Ressalto que atividades como essas foram aplicadas a alunos com deficiência intelectual, adequando-as ao nível de aprendizagem, respeitando os limites de cada um, sendo o resultado igualmente positivo.
O trabalho com a Teoria das Situações em outras áreas de ensino tem promovido grandes avanços pedagógicos, possibilitando ao aluno entrar em contato com o objeto de conhecimento, acionando seus saberes e construindo conexões que o levarão a aprender dentro de seu potencial e de suas capacidades. A neurociência possibilita entendermos como essa Teoria age sobre o individuo de forma eficaz, estimulando a aprendizagem.
Citações e referências bibliográficas:

¹ Guy Brousseau, um dos pioneiros da Didática da Matemática Francesa, é professor aposentado do IUFM (Instituto Universitário de Formação de Professores), em Aquitaine e da Universidade Bordeaux 1, situados na  França. Ele ganhou A „Felix Klein Medal‟ da Educação Matemática em 2003, da Comissão Internacional de Instrução Matemática(ICMI), em reconhecimento a contribuição que tem tido sobre o desenvolvimento da educação matemática como um campo de investigação científica, no campo teórico, implementando esta investigação a estudantes e professores.

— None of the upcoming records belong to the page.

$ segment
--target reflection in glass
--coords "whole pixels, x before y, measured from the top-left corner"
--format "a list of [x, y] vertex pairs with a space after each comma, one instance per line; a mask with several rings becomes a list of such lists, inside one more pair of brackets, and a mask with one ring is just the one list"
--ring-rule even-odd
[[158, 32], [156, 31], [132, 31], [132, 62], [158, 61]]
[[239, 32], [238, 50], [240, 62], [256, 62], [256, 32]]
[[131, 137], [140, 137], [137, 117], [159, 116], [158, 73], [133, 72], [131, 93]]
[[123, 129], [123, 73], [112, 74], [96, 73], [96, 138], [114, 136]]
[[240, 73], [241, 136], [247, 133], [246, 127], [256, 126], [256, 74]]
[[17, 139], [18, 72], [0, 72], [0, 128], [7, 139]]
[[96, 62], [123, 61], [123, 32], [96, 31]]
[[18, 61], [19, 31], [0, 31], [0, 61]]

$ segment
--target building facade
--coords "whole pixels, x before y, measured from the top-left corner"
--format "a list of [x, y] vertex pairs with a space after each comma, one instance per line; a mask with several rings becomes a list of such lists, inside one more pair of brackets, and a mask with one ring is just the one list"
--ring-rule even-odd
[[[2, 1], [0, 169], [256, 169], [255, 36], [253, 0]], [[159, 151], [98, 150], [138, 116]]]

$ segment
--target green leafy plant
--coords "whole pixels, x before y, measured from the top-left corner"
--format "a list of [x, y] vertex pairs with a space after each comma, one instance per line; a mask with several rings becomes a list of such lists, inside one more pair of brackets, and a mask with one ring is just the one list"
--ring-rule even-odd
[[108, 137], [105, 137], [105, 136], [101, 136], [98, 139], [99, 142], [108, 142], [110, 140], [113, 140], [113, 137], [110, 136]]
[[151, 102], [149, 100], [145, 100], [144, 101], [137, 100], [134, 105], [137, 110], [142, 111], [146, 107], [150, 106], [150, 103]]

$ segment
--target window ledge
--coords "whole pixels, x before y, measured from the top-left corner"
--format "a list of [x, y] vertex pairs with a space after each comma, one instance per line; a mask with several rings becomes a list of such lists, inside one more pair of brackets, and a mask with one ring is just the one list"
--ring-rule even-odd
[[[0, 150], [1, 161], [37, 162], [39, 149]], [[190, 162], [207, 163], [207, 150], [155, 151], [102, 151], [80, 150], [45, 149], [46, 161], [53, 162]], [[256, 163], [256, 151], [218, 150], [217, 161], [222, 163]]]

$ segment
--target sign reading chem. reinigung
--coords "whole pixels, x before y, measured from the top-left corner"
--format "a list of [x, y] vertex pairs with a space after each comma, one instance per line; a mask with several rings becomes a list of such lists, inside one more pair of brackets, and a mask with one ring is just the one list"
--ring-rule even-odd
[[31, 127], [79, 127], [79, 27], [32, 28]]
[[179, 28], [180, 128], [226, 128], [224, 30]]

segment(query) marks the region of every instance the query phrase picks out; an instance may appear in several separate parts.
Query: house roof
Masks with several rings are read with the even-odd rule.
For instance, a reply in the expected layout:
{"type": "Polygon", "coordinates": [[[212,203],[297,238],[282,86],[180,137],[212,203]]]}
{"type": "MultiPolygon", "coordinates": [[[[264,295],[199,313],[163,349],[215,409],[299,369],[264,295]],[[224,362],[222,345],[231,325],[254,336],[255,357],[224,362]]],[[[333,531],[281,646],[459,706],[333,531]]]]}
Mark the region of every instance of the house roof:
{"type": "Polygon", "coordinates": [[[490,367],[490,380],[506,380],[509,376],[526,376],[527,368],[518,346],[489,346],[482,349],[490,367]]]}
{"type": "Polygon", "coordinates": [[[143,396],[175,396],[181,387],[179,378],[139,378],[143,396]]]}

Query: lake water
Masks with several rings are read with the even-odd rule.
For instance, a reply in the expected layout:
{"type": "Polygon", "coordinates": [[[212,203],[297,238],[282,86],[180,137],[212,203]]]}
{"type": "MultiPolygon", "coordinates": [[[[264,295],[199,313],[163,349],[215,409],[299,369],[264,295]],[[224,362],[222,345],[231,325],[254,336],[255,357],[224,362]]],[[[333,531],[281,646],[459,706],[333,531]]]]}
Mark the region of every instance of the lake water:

² CASTRO, Elisa. Memória e Aprendizagem – Aquisição e retenção de saberes. Mestrado Educação, 2004
³ “As situações de devolução, ação, formulação e validação caracterizam a situação a-didática, onde o professor permite ao aluno trilhar os caminhos da descoberta, não revelando ao aluno sua intenção didática, tendo somente o papel de mediador.  Estas fases  têm um componente psicológico favorável, pois engaja o aluno na sua própria aprendizagem e o predispõe a ser o coautor de seu processo de aprendizagem, dentro de um projeto pessoal do aluno em relação ao conhecimento. “ (Wagner Marcelo Pommer, SEMA – Seminários de Ensino de Matemática/ FEUSP – 2º Semestre 2008)

Um comentário:

  1. Confesso nunca vi o termo "Teoria das Situações" embora reconheça muito dessa teoria em muitas práticas já vivenciadas ou observadas e analisadas. Texto muito esclarecedor. Preciso ler "Memória e Aprendizagem _ Aquisição e retenção de saberes" na integra, deve ser ótimo. Obrigado.